NTDC restructuring, sell-off plan reviewed
The Senate Standing Committee on Power, on Monday, examined the government's plan to divide National Transmission & Despatch Company (NTDC) into smaller units for enhanced efficiency and functionality.
The Senate Standing Committee on Power, chaired by Senator Mohsin Aziz, was convened at Parliament House. The meeting addressed a public petition filed by the General Secretary of the All Pakistan NTDC Engineering Association (APNEA) regarding the government's plans to wind up or trifurcate NTDC into smaller units. Explaining the restructuring plan, aimed at making NTDC more efficient, the Ministry of Power secretary explained that NTDC engineers will remain within the National Grid Company, overseeing internal operations, while project execution and energy infrastructure development will be managed by a separate government-approved company.
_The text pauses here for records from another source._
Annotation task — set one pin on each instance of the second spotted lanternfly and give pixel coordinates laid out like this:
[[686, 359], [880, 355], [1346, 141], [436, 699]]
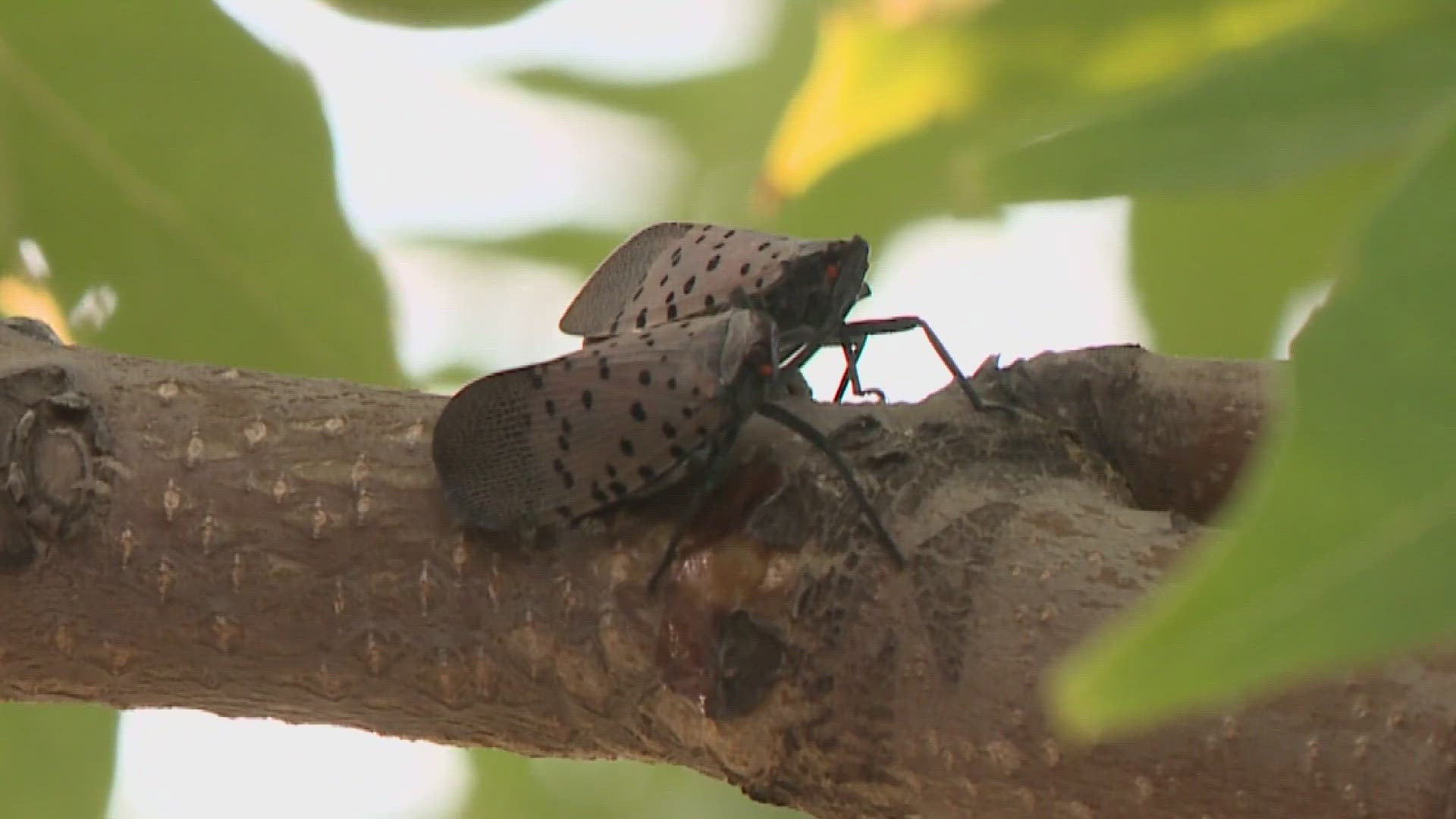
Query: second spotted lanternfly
[[619, 420], [677, 270]]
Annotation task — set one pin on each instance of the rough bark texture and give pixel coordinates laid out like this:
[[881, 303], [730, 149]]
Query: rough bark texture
[[264, 545]]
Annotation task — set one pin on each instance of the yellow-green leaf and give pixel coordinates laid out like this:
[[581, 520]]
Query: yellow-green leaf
[[871, 82]]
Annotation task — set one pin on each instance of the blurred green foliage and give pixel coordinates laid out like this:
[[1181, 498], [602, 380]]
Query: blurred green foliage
[[153, 148], [55, 760], [436, 14], [191, 174]]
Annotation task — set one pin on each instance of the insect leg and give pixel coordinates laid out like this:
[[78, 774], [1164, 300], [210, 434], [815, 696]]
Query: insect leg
[[877, 327], [705, 479], [851, 379], [816, 438]]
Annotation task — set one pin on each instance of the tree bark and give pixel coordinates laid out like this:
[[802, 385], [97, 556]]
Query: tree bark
[[275, 547]]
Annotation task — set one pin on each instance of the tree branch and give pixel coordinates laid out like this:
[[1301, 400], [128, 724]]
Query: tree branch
[[264, 545]]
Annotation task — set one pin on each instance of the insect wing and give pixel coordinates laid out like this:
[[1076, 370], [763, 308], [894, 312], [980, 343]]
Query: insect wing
[[599, 303], [679, 270], [563, 439]]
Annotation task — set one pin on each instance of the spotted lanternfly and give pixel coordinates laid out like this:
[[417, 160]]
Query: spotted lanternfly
[[677, 270], [618, 420]]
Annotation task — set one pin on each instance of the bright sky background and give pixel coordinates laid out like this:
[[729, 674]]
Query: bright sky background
[[428, 143]]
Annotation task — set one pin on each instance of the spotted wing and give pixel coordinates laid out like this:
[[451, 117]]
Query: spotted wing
[[617, 279], [617, 420], [677, 270]]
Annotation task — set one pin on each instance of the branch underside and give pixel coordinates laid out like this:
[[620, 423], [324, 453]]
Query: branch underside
[[262, 545]]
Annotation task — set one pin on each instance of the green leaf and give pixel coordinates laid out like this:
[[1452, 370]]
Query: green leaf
[[57, 761], [1216, 270], [1348, 89], [159, 150], [436, 14], [509, 786], [1038, 67], [1343, 548]]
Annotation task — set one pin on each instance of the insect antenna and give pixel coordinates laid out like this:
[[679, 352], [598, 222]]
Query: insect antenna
[[816, 438]]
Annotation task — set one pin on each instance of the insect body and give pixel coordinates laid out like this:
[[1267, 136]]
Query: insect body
[[618, 420], [677, 270]]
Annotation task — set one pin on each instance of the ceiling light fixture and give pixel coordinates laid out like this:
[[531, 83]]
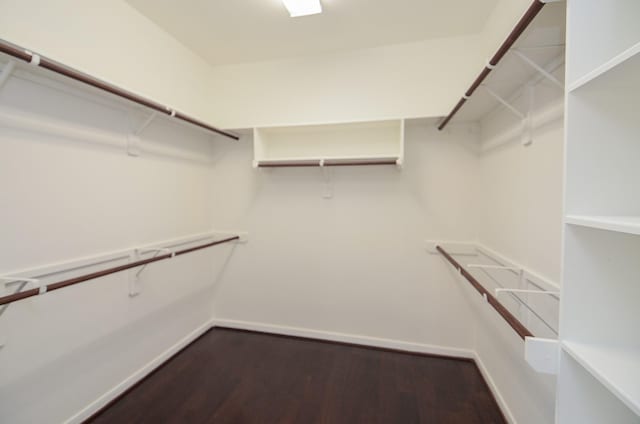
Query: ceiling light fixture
[[302, 7]]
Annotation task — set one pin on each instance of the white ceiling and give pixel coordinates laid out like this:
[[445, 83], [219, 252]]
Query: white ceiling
[[233, 31]]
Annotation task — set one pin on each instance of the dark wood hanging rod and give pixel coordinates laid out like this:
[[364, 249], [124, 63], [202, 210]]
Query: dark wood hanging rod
[[328, 162], [491, 299], [522, 24], [43, 62], [76, 280]]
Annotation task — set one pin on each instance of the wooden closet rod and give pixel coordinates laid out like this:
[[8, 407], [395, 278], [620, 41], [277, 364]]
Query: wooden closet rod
[[327, 163], [499, 307], [70, 282], [58, 68], [522, 24]]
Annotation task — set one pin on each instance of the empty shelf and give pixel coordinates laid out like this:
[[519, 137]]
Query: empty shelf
[[621, 224], [616, 368]]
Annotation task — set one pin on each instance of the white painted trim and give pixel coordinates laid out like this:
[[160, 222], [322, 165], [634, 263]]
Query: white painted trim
[[141, 373], [346, 338], [494, 389]]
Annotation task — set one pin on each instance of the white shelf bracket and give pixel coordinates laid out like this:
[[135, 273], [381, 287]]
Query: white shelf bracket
[[508, 290], [526, 59], [328, 184], [134, 281], [134, 276], [145, 123], [42, 288], [509, 268], [503, 101], [6, 73], [133, 139], [543, 355], [527, 131]]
During the meeting, Senator Mohsin Aziz also questioned the benefits of previously separating WAPDA, noting that consumers had yet to see tangible improvements. The power ministry secretary responded that while challenges persist in transmission, it is not the sole issue. The committee members, concerned about electricity costs, urged WAPDA to brief them on its future direction.
The secretary also reported that discussions with five independent power producers (IPPs) had concluded, and operations were halted as of September 30. One IPP was transferred to government ownership and four shut down. Additionally, Bagasse, a sugarcane byproduct, was aligned with imported coal in pricing due to the absence of a notified price. A fixed rate of Rs4,000 per 100 units of Bagasse was introduced, eliminating dollar-indexation mechanisms. Aziz requested detailed updates on remaining projects at the next meeting.
Discussions also touched on the privatisation of electricity distribution companies (DISCOs) such as IESCO, FESCO, and GEPCO. While the secretary noted improvements in recovery rates and loss reductions, Aziz raised concerns about privatisation's broader impact on efficiency. The committee was informed that further steps depend on the financial advisor's analysis.
The committee also deliberated on CEO and management appointments in DISCOS. It was noted that no specific age limits exist for these positions. The secretary confirmed that existing boards had been informed of their tenure completion and that new boards are being appointed, with the committee recommending a one-month timeframe for these appointments. Aziz also called for a report on the removal of SEPCO's executive engineer due to corruption, with a detailed recommendation expected within 15 days.